Self-Assembled Molecular Nanowires for High-Performance Organic Transistors (original) (raw)
ACS Applied Materials & Interfaces
While organic semiconductors provide tantalising possibilities for low-cost, lightweight , flexible electronic devices, their current use in transistors-the fundamental building block-is rather limited as their speed and reliability is not competitive with their inorganic counterparts, and is simply too poor for many practical applications. Through self-assembly, highly ordered nanostructures can be prepared that have more competitive transport characteristics, but no simple, scalable method has been discovered that can produce devices based on such nanostructures. Here we show how transistors of self-assembled molecular nanowires can be fabricated using a scalable, gradient sublimation technique, which have dramatically improved characteristics compared to their thin film counterparts, both in terms of performance and stability.

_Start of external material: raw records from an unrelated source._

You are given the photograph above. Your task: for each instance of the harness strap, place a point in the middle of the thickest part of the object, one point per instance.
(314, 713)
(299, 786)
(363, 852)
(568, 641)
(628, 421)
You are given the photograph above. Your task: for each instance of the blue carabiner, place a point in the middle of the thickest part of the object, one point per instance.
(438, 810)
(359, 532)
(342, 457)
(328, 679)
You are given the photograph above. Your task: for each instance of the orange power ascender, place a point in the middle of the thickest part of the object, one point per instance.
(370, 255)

Nanowire devices based on copper phthalocyanine have been fabricated with threshold voltages as low as-2.1 V, high on/off ratios of 10 5 , small sub-threshold swings of 0.9 V/decade and mobilities of 0.6 cm 2 /Vs, and lower trap energies as deduced from temperature-dependent properties-in line with leading organic semiconductors involving more complex fabrication. High-performance transistors manufactured using our scalable deposition technique, compatible with flexible substrates, could enable integrated all-organic chips implementing conventional as well as neuromorphic computation and combining sensors, logic, data storage, drivers and displays.